Just give it a nudge

Original post:  Sep 29, 2015

Professor Cass Sunstein wrote a book with Richard Thaler titled "Nudge". It theorized that one way to help improve decisions about health, wealth, and happiness was to set up subtle ways to influence behavior towards more positive outcomes. Many of these principles have been proven to work in a variety of areas.

One example is with 401(k) programs. Everyone knows that they should be saving for retirement. Many companies (including Medtronic) offer generous matches to employees if they will contribute towards their own retirement. Even with all of these incentives, people still elect not to participate. Sometimes it could be as simple as someone just forgetting to fill out the paperwork! Whatever the cause, this choice could end up being a significant liability in the long run to the employee. One simple solution is to change the default position. Instead of having employees elect to participate, some companies are starting off with automatic enrollment in the program. Participation is still voluntary. The catch is that those who don't want to join must take the active step to fill out the paperwork to withdraw from the program. This simple reversal makes significant, double-digit improvements in the participation rate!

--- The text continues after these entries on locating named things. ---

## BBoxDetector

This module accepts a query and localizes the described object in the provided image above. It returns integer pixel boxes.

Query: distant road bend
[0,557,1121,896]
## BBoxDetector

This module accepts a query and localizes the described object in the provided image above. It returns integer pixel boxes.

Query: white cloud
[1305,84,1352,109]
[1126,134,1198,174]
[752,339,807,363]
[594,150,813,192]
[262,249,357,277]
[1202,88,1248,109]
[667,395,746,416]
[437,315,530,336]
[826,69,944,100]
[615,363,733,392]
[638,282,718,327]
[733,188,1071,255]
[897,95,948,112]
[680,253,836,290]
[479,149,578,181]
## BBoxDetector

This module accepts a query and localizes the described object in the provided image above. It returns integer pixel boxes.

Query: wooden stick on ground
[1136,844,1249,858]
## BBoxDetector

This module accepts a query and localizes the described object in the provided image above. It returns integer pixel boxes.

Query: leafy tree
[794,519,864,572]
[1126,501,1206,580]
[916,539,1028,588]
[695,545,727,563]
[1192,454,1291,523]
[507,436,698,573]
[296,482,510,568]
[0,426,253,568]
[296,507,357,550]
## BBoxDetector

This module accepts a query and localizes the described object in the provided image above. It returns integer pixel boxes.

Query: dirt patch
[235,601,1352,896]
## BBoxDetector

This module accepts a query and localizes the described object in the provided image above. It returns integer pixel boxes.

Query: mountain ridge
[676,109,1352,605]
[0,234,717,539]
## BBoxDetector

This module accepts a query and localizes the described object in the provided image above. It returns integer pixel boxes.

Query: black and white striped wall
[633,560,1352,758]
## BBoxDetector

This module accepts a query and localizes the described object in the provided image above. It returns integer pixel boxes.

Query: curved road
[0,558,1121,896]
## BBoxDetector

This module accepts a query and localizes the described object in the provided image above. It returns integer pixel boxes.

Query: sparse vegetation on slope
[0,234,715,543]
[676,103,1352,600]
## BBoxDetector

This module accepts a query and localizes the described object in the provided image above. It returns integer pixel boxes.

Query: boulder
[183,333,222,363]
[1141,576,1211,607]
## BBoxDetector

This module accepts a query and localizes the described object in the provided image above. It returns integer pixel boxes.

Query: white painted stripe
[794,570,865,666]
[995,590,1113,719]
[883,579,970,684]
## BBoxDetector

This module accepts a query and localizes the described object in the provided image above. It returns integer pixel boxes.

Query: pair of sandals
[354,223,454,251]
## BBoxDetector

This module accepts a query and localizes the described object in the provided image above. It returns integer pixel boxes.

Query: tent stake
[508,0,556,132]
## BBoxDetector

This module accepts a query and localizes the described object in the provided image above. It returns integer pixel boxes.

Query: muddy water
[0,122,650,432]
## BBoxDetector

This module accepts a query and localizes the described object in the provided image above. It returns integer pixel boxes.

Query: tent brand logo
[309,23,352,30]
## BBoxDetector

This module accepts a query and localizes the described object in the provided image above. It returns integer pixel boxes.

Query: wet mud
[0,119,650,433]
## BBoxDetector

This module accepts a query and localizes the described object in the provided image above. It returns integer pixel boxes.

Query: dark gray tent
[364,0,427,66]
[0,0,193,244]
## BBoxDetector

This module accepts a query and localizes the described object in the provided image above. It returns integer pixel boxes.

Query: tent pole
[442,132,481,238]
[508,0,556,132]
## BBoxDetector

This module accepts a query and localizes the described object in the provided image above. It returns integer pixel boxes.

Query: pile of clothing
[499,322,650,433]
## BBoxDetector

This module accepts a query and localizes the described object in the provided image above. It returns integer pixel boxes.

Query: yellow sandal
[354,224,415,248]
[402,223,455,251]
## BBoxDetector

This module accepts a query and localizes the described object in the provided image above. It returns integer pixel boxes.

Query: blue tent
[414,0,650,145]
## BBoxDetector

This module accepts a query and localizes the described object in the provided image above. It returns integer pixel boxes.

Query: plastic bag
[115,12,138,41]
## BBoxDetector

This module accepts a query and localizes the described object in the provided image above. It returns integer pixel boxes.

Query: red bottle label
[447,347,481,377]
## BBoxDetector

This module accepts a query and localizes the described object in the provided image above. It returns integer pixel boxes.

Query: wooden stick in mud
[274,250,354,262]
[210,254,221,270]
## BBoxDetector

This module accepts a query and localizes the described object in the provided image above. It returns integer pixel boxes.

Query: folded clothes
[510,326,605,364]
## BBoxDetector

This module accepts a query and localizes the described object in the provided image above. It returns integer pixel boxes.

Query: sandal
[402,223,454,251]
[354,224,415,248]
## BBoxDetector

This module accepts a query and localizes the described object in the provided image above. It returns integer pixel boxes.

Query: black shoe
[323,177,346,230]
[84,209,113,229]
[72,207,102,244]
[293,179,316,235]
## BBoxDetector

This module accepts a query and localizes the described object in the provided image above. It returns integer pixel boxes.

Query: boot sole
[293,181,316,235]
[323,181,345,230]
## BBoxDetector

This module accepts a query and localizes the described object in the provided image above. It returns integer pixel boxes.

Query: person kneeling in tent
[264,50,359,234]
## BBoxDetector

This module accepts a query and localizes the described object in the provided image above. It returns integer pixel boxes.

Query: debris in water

This type of change is actually being investigated in the US government. There is a "Social and Behavioral Sciences Team" that is actively searching for ways to help make government work just a little better. Their nickname is the "Nudge Unit". Through emphasis on changing the design of programs, they are working to help improve the function of the various departments without massive infusions of capital. The result? Small changes that are creating outsized results at very low costs.

What's most important about all of this is that none of it is based on chance. Each of these tweaks is subject to rigorous testing. Using a model similar to A/B testing, small scale pilot programs are compared against the standard operating procedure. Changes are only made if the pilots can prove the overall value of the concept in the real world.

The results so far are impressive, suggesting that their work is going to save millions and possibly billions of dollars. And because the cost of these tweaks is so low, even moderate impacts yield extraordinarily high benefit-cost ratios.
In one case, the researchers tweaked some of the printers (but not others) linked to some Department of Agriculture computers so that whenever people tried to print a single-sided document, a pop-up message appeared to remind them how to make two-sided printing their default. On the printers they tweaked, 52 percent of all print jobs were double-sided, compared with 46 percent on the others. This increase of 6 percentage points may not sound like much, until you realize that about 18 billion pages roll off federal government printers each year, according to the Social and Behavioral Sciences Team report, suggesting that carrying this out across the entire federal government could save more than half a billion pages a year.
The changes may even lead to more ethical behavior:

Small nudges can also help make people more honest. In one ingenious tweak, the research team added a prompt at the beginning of a federal-vendor tax collection form asking vendors to promise to report the truth. Those who were randomly selected to use this new form reported more taxable sales relative to those who used the old form. In just three months of using this form on just one small and obscure tax provision, this box caused people to volunteer an additional $1.6 million in taxes. Expanding this idea could potentially bring in billions of dollars in extra revenue.

I'm sure that there are many ways we might be able to make small changes in our own lives that could produce similar results. It's impressive to know that there is real data underpinning the recommendations. Perhaps these kinds of activities can help reduce the overall waste in the system and make government ever more efficient in the coming days.